P.S. It should also be said that this business with the Frost family was clearly a shot across the bow warning Dems who want healthcare reform that the battle is going to be a bloody, take-no-prisoners battle to the death the guerrilla opposition led by the uber-creepy Mitch McConnell and his "flying Monkeys," Malkin, Limbaugh, Fox, NRO etc. It going to be ugly, ugly, ugly. Any moderates out there still think that all we need to do is sit down and talk sense with this lot?
Update: Greenwald this morning:
O'Reilly summarized what the Far-Left America would look like once John Edwards got done with it:
[W]ould you support President John Edwards? Remember, no coerced interrogation, civilian lawyers in courts for captured overseas terrorists, no branding the Iranian guards terrorists, and no phone surveillance without a specific warrant.
Who could even fathom an America plagued by habeas corpus, search warrants, and a military that fails to beat, freeze and mock-execute its detainees? And nothing is more sacred to core American values than branding other countries' armies as "Terrorists" ("The [Revolutionary] Guard is the SS of Iran").
O'Reilly has aptly highlighted here the new ideological divide in our political culture -- one is now on the "Left," usually the "Far Left," if one supports what were previously the defining attributes of basic American liberties, while one is "Serious" and "Responsible" and "Centrist/Right" only if one is too sophisticated and "tough" to actually think that such effete and abstract things matter.
That's how it works: slowly, incrementally we adjust as slowly, incrementally the infrastructure for tyranny is laid.

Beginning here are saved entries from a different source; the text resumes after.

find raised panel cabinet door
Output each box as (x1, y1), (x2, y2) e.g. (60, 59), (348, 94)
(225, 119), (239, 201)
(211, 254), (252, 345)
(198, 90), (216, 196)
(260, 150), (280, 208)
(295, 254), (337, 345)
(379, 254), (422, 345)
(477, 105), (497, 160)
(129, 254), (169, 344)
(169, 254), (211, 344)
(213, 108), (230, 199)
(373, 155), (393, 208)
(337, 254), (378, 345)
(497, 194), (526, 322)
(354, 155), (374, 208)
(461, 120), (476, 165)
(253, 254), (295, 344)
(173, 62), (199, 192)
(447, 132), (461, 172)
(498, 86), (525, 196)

So you might think, "Who listens to that old crank O'Reilly, anyway?" Greenwald addresses that in an update:
To underscore the key point here -- that O'Reilly's views of "leftism" and radicalism are shared generally by the Beltway establishment -- look at those two endlessly instructive columns on FISA by that bellweather of Responsible Serious Beltway Centrism, David Ignatius. In both columns, Igantius rails against the two intractable, "absolutist" partisan sides which are blocking a fair, bipartisan solution. One excessively partisan side is Bush/Cheney, for refusing to allow FISA to be amended to make their warrantless eavesdropping legal. The other excessively partisan side are those who oppose amending FISA to legalize the President's warrantless eavesdropping activities.
The only responsible, centrist approach is from those who beg the White House to be allowed to re-write FISA to make legal the President's warrantless eavesropping activities. Those who opposed legalizing the President's NSA program -- on what ought to be the uncontroversial ground that warrants should be required for eavesdropping -- are "playing partisan games," "pursuing absolutist agendas," and impeding important centrist solutions.
Thus, put another way, in the Ignatius/Beltway world, if you believe that the Government should have to get warrants before eavesdropping on the conversations and reading the emails of Americans, then you are -- for that reason alone -- a radical, shrill, obstreperous fringe partisan interfering with the Serious, responsible policy-makers in the Beltway. Seriously, that is literally what they believe, the prevailing Beltway view.
And by now it should be clear that legislators care more about their Beltway cred than they do about how the voters see them. As long as they can hide in the conventional wisdom as guys like Ignatius project it, they have nothing to fear from the majority of their constituents who are either uninformed or don't care.